On 1/30/2010 9:40 AM, Tim Streater wrote:
> On 30/01/2010 13:28, Ben Bacarisse wrote:
>> Tim Streater<> writes:
>> <snip>
>>> And I prefer to write "==true" because it makes my code more readable
>>> to me.
>>
>> You are probably still talking about PHP, but just in case this gets
>> taken as a more general point, it is unwise to do that in C because
>> true must be just one value and any non-zero values is acceptable as
>> "not false" (such as those that the isxxxx functions might return).
>>
>>> If I have "if (x>3) { ..." I can read this as "if x is greater
>>> then 3 then do so-and-so". I read "if (x) { ..." as "if x then do
>>> so-and-so". WTF? If x *what*? Forgot to put the cat out? Needs its
>>> hair cut?
>>
>> I'd say that is the fault of whoever chose x as the name. If x is a
>> boolean, the name should indicate WTF: if (x_needs_hair_cut)... If x
>> is not boolean (say it is the number of until a hair cut is required)
>> I would test against 0: if (x_days_to_hair_cut == 0)...
>
> Could do that I suppose, but "if (debugflag_is_true) { ..." gets tedious
> quite quickly.
You'd prefer `if (debugflag_is_true == true)', I guess?

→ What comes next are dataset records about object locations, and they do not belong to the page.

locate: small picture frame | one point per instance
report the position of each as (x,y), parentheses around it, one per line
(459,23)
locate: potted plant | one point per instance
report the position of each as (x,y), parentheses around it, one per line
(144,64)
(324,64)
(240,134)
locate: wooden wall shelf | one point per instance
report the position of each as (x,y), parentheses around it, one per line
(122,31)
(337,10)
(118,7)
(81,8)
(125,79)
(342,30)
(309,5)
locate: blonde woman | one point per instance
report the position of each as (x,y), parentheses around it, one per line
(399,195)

There's also the question of when to stop:
if (x)
if (x == true)
if (x == true == true)
if (x == true == true == true)
...
It's mostly a matter of personal style, but I've never
found a convincing reason (in any language) to compare with a
Boolean constant. I like explicit comparisons of pointers
to NULL and numbers to zero: `if (ptr != NULL)' rather than
`if (ptr)', but it's just a preference. (I particularly abhor
`if (!strcmp(answer,"no"))', which reads so wrongly it rouses
righteous rage.)
Also, as mentioned up-thread, `if (isdigit(ch) == true)'
is just plain wrong, R-O-N-G, wrong.